Public schools like boys in the abstract, but they really hate the reality of boys:  boys are physical beings who live in a hierarchical world that reveals itself when they are as little as two or three years old.  For a nice discussion about the spectacular differences between boy and girl social interactions, if you haven’t already read Deborah Tannen’s You Just Don’t Understand: Women and Men in Conversation, you should.

Boys’ physical, hierarchical world means that they have a terrible time sitting still, even when they’re in their teens or 20s.  (Heck, I know much older men who are still kinetic, whether it’s a jiggling leg or a tapping finger.)  They engage in physical or verbal play that is intended allocate them to their place in the day’s (or the minute’s) hierarchy.  They practice male roles of warfare and command.

All of this is antithetical to the hyper-feminine, hyper-feminist atmosphere that pervades America’s schools, especially her elementary/primary schools.  I don’t know what it’s like outside of Marin County, but here, almost without exception, elementary school teachers are female, with a handful of gay men thrown in for good measure.  Schools want students to sit still, which girls do naturally and boys don’t.  Schools want students to talk about their feelings, which girls do naturally and boys don’t.  Schools want to destroy physical competition, which is a hard sell to girls, and an even harder sell to boys.

What schools should be doing is to allow boys maximum physical activity, such as full physical breaks every hour.  Rather than prohibiting physical and competitive play, they should encourage it, while enforcing concepts such as honor, fairness, generosity, and loyalty, as well as the difference between play and cruelty.  Boys should learn to be good winners and good losers.

The schools’ anti-bullying programs also persecute boys.  Often, bullies are testing out their competitive and pack instincts.  Schools could address this by giving boys meaningful competitive and pack opportunities, with strong expectations about honorable behavior, or they should work to teach other students how not to become victims.  (This would be akin to teaching home owners how to lock doors.  There are bad people out there, but you certainly lessen your exposure if you take responsibility for protecting and defending yourself.)

Instead, schools out-bully the bullies by bringing the full weight of the school to bear on a kid who is, as likely as not, just testing boy boundaries.  The victim learns that people should never defend themselves because, if they do, they’ll get in trouble, and if they don’t, they’ll be celebrated for calling in the heavy-hitters.  The “bullies” learn that the best way to win is to be the biggest bully of them all.

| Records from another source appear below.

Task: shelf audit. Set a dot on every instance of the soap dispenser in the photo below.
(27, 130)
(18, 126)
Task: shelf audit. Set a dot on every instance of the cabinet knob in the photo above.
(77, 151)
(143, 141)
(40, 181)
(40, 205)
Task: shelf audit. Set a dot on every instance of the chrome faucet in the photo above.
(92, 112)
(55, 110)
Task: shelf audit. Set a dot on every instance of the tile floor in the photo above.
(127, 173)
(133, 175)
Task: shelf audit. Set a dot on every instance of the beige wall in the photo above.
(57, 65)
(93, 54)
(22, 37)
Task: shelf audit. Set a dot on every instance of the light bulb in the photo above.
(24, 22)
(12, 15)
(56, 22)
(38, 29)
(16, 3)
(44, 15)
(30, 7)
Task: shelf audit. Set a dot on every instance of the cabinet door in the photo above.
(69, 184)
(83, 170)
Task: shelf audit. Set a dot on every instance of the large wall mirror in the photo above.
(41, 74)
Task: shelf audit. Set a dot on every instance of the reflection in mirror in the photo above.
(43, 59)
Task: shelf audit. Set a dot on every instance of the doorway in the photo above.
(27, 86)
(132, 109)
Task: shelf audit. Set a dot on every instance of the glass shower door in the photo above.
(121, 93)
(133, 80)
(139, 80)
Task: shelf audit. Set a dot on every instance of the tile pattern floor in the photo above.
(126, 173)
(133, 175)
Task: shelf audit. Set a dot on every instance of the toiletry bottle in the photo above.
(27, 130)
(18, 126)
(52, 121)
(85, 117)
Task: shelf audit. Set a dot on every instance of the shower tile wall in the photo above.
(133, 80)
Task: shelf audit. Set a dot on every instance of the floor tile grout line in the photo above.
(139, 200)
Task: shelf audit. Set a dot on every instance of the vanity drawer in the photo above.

When boys do not respond to this constant hammering away at them in an effort to wipe out their biological imperatives, they get labeled as “problem” students, or ADHD kids.  The schools then start pressuring the parents to put the boys on psychotropic drugs.  It seems appropriate to mention here that, in every one of the school shootings in the last twenty-years, the shooter has been on psychotropic drugs.  The “turn boys into peaceful girl” drugs and the fact that the boys’ families have Democrat political identities are the ties that bind these youthful mass murderers.

I understand that there are boys who are violent and angry, and that bad things happen.  I’m not blaming everything on the schools.  I am saying, however, that in their efforts to feminize boys, including taking away the pretend war games in which boys engage to test what they can do, the schools are creating boys who do not know how to harness their boy energy in a healthy way, and who too often become dependent on psychotropic drugs that have strong links to murder and suicide.

In this context, the anti-gun policy, while it is definitely related to the Progressive push to wipe out the Second Amendment, is also just another front in the Leftist war against men.  The stakes are high in this war, by the way, because manly men — men who are self-reliant and responsible — don’t like a big government that tries to infantilize or feminize them.

(For more information on the schools war on boys, check out Christina Hoff Sommers’ The War Against Boys: How Misguided Policies are Harming Our Young Men.  I haven’t read it myself yet, because it’s expensive, but I’m keeping an eye out for it on our public library shelves.)